Dr Reddy's said on Friday that it had been issued with a formal warning from the US drug watchdog over three of its plants. A day later, Sun Pharma - which took over rival Ranbaxy and several troubled plants this year - told investors it was still working to fix problems at its Halol facility.
The moves prompted analysts to cut earnings estimates for the full year, sending Sun Pharma's shares tumbling 5.8 per cent to their lowest point in more than a year, while Dr Reddy's lost 3.4 per cent to hit its lowest since June.
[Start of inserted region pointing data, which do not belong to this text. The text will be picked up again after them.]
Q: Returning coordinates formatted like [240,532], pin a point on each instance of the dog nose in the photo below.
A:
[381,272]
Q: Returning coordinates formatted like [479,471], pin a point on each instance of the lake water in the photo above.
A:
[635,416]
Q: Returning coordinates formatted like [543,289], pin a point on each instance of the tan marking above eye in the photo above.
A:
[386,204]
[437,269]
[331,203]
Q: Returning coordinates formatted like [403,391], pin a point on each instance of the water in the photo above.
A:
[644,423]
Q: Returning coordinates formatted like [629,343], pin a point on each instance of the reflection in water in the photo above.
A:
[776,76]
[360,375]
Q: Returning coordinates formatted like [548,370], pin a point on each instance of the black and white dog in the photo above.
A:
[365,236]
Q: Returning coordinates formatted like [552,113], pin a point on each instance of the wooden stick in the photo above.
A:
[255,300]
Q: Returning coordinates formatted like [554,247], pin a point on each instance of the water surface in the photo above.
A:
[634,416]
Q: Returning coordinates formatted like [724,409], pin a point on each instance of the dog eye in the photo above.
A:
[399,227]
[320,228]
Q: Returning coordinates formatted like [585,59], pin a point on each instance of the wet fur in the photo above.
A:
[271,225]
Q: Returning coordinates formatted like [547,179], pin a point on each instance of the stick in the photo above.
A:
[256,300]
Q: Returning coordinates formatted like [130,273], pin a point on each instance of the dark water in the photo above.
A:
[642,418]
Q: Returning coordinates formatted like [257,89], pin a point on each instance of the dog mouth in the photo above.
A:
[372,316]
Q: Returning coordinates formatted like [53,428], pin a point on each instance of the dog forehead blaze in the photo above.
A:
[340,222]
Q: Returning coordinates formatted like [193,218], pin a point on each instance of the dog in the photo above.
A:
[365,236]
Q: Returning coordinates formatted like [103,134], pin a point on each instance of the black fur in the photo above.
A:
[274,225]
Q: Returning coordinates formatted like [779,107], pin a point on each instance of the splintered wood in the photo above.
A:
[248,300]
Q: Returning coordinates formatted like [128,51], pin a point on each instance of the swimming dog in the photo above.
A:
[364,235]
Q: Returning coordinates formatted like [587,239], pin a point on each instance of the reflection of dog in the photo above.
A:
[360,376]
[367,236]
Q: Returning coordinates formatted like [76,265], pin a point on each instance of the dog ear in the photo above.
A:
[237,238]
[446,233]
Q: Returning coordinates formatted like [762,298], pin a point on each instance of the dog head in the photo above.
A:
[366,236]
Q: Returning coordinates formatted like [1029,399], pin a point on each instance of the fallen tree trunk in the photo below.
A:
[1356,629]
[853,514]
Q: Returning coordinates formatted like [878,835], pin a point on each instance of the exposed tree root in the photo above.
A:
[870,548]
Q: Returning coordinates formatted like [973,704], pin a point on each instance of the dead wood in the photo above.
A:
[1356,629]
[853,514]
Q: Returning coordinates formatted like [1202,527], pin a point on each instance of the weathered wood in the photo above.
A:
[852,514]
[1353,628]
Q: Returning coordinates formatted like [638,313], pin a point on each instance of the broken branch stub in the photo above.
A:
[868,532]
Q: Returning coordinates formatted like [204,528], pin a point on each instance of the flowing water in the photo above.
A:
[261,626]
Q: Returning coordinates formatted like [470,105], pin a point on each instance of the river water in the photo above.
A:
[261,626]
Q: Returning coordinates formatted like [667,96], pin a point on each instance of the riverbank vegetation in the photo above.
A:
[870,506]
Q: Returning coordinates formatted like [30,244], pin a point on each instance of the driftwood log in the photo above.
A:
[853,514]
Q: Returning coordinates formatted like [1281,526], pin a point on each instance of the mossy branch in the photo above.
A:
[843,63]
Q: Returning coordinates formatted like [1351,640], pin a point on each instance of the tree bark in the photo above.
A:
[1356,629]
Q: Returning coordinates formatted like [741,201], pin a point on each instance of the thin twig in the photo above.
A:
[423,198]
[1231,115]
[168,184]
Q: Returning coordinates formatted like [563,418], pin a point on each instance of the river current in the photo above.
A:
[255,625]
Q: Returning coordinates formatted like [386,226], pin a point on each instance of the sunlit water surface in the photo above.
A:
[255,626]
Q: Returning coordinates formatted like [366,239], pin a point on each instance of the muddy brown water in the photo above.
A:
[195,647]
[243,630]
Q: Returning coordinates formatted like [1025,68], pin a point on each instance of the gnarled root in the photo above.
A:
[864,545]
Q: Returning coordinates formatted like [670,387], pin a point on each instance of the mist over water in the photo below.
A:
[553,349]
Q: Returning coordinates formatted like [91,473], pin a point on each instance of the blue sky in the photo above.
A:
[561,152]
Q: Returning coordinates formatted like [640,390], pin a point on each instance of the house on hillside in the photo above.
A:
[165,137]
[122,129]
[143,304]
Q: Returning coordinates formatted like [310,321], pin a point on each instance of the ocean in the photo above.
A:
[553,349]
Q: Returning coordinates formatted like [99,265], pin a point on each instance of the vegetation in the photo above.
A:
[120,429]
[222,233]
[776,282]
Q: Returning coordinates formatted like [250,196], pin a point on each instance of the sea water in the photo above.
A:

Shares of Sun Pharma ended at Rs 756.9, down Rs 46.8, or 5.82 per cent. While Dr Reddy's fell Rs 124.95, or 3.44 per cent to end at Rs 3,504.6.
The benchmark Sensex ended 0.55 per cent down after the governing Bharatiya Janata Party's (BJP) lost a politically significant regional vote.
Credit Suisse analysts cut their rating on Sun Pharma stock to 'neutral' from 'outperform, saying they saw a 70 per cent chance that the company could be issued a warning letter for issues at Halol.
Sun Pharma already has its hands full as it works on fixing issues at five of its other plants that are barred from exporting to the United States, the company's largest market. Four of these came with its acquisition of Ranbaxy last year.
"We see 2016 as a wash-out year for Sun Pharma as it grapples with issues around Halol, Ranbaxy integration as well as pricing pressure in the US," Kotak analysts wrote in a note.
The two drugmakers did not give any deadline for the issues to be resolved. Kotak analysts, however, estimate Sun Pharma's Halol site - a site it had owned before the Ranbaxy deal - could be cleared by the second half of 2016.
At Dr Reddy's, analysts at Jefferies called the U.S. Food and Drug Administration's warning letter a "major negative", forecasting disruption for up to nine months. Dr Reddy's said it was hosting a conference call with analysts on Monday evening to clarify investor concerns about the warning letter. Sun Pharma did not immediately respond to a request for comment.